The other difference with automata that are not time-aware is that the apply command has to be called repeatedly until it returns true. In order to understand why, consider what would happen when applying the test inputs defined by water_sensor_test_data. The automaton receives the first sensor reading after 40 seconds of simulated time, but the rule that sets sensor_state to unknown is supposed to be triggered 10 seconds before that. So the first thing the automaton has to do when the apply command is executed is to catch up on all the backlog. It sets the internal clock forward by 30 seconds, the time when the first (and only, in this case) timer expires, and sets sensor_state to unknown. At that point, that is, after 30 seconds of simulated time, before even processing the new input the apply command finishes and returns false.

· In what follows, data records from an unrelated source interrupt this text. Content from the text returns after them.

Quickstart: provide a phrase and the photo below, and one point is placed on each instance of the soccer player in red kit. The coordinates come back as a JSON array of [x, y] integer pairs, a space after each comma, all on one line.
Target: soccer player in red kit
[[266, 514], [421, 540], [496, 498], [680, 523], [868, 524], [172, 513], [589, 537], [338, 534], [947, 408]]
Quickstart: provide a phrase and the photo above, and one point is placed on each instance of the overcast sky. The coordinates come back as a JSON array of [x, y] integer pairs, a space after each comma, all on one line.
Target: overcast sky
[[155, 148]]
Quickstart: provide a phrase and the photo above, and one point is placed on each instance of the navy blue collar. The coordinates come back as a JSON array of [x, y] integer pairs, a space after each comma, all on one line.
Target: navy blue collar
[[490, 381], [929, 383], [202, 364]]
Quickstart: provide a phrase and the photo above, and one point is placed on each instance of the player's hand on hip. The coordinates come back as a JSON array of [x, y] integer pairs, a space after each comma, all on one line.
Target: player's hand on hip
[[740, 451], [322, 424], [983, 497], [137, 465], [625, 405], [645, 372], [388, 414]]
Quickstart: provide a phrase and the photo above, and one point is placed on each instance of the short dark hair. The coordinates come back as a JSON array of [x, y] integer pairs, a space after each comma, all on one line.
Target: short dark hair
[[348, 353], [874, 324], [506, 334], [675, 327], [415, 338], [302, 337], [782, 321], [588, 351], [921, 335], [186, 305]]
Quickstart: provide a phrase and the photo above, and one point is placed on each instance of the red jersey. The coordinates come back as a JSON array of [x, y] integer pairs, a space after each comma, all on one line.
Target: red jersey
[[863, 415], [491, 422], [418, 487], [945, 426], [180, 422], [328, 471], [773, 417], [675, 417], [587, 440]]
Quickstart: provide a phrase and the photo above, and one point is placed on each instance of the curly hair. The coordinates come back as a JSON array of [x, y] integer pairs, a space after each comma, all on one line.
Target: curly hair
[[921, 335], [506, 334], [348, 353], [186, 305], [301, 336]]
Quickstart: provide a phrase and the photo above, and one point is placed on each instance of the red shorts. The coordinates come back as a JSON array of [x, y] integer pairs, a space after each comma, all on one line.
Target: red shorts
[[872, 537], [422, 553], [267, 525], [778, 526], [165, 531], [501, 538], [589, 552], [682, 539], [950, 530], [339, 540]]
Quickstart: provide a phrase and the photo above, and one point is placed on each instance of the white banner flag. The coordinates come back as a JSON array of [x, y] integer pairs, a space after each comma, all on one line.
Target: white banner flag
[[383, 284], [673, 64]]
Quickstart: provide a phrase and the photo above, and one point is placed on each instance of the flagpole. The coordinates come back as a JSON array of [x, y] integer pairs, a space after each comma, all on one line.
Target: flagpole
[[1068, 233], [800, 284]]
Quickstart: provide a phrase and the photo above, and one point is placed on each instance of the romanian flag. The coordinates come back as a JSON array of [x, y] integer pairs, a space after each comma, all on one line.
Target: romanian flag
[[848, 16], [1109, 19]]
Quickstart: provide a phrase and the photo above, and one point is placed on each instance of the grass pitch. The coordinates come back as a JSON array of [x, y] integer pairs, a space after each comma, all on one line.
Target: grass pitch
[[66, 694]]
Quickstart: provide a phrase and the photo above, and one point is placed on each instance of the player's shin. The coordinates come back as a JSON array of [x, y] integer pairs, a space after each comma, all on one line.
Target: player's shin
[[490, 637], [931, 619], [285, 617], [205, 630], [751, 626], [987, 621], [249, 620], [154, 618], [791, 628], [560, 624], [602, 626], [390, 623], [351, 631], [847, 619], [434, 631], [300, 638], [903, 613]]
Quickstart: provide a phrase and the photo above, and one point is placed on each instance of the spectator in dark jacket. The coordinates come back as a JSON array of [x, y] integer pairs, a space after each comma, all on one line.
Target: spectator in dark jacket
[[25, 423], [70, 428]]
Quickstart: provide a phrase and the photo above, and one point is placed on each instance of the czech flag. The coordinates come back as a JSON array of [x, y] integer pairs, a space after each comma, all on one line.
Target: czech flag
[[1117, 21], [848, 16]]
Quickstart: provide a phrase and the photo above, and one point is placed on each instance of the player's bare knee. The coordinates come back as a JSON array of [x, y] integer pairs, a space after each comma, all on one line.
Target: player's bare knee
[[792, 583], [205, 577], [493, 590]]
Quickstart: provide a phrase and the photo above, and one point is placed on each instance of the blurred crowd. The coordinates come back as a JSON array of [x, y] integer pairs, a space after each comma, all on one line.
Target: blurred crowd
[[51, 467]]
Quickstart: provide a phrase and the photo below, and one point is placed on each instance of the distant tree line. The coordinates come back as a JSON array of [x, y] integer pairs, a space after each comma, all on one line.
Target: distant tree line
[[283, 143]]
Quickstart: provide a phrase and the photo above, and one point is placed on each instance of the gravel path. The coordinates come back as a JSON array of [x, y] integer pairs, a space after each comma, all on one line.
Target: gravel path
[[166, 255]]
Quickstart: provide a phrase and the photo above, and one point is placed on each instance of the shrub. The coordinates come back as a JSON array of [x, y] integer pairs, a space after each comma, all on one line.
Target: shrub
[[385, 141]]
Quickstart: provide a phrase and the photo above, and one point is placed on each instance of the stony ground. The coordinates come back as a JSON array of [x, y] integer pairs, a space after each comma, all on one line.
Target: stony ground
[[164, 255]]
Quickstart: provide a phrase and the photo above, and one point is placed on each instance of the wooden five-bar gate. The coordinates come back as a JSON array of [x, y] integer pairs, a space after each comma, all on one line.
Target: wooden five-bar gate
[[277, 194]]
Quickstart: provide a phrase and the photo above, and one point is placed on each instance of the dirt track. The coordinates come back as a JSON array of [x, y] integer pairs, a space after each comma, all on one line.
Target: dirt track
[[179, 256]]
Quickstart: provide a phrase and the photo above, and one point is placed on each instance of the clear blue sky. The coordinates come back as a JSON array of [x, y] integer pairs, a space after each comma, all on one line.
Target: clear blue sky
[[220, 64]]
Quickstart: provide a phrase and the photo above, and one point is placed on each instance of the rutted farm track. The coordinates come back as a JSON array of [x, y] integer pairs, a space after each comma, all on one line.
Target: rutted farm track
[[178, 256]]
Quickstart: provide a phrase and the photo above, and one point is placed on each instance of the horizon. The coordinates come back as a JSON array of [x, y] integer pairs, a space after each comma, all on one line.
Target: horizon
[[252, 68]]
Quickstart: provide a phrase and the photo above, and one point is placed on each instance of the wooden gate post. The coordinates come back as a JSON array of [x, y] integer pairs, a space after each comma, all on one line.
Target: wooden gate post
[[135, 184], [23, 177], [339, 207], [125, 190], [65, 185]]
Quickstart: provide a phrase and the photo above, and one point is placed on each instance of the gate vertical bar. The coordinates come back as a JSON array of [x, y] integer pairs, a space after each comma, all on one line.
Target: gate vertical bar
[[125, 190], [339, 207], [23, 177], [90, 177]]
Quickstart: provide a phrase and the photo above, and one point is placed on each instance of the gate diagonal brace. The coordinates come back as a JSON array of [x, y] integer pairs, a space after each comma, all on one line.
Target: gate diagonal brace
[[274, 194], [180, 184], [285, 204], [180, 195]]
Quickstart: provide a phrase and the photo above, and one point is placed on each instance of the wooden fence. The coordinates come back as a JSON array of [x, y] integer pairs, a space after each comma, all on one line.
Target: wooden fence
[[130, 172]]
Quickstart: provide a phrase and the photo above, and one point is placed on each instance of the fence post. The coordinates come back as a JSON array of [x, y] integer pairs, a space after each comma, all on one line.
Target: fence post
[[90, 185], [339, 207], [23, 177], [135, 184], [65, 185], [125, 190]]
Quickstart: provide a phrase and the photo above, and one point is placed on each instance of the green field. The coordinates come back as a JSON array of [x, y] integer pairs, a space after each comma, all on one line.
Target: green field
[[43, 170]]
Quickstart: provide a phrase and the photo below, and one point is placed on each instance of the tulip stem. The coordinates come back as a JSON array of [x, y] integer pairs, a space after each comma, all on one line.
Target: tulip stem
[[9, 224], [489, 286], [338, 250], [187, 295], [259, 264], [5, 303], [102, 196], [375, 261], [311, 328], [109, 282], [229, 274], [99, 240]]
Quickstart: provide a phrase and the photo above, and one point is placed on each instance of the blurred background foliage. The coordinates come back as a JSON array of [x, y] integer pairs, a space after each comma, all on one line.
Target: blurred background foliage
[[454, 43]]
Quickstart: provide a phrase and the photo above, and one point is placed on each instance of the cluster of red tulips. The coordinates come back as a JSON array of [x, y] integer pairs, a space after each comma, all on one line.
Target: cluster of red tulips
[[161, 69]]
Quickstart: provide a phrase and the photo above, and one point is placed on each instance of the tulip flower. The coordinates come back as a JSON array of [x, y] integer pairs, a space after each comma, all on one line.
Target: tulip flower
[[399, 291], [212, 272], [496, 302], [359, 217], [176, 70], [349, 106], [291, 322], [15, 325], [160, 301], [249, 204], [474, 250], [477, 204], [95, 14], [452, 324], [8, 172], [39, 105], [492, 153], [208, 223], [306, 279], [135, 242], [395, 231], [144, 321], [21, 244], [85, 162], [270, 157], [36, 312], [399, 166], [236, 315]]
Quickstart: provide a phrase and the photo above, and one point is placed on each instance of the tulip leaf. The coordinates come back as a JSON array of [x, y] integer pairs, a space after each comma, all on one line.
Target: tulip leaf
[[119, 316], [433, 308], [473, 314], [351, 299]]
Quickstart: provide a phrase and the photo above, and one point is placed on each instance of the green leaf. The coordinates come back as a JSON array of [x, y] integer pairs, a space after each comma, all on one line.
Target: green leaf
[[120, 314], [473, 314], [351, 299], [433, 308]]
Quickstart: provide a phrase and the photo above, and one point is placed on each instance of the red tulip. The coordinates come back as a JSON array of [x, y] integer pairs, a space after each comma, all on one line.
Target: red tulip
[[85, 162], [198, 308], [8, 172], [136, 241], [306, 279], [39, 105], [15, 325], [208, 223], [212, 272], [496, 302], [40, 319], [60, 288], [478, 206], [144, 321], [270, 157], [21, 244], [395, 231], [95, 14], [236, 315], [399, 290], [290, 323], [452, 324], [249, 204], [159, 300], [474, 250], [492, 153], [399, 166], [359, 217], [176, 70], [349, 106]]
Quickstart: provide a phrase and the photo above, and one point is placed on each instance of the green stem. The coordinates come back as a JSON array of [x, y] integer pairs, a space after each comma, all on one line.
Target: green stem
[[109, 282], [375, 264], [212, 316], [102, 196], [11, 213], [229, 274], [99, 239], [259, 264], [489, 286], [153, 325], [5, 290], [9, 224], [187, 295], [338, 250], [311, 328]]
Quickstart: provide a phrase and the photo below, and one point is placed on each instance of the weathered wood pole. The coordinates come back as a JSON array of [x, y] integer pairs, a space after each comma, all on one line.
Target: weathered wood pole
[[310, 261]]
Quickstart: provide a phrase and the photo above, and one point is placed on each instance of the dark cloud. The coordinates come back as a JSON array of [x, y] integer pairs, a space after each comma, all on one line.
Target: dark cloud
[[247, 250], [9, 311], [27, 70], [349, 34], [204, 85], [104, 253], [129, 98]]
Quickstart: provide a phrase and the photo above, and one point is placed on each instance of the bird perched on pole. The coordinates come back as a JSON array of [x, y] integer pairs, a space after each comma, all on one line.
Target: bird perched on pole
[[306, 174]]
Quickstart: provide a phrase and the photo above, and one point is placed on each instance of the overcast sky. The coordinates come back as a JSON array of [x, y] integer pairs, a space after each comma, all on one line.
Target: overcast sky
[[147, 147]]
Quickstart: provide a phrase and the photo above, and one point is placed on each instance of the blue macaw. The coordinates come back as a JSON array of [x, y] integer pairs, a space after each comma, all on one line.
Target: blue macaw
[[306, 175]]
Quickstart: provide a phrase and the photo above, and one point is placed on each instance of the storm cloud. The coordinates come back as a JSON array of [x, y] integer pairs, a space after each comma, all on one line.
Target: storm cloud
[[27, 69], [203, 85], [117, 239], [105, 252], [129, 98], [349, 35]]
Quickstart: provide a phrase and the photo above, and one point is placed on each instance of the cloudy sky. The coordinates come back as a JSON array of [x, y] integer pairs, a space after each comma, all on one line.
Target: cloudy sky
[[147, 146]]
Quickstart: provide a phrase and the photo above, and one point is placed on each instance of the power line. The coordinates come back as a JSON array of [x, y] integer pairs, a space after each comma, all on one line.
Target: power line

It does so in order to give its client a chance to react to the first time-triggered update. After that the client is expected to call the apply command as many times as needed, until all expired timers have been processed. Once all timers have been taken care of the automaton processes the new inputs, which finally completes the update, and returns true.
In a real application of course you're supposed to periodically update a time-aware automaton, even when no inputs have changed, in order to allow the timed rule to update its state in real time. But the behaviour of the automaton is always deterministic: whenever you give it a chance to update its state, it always completes all pending updates before processing the new inputs.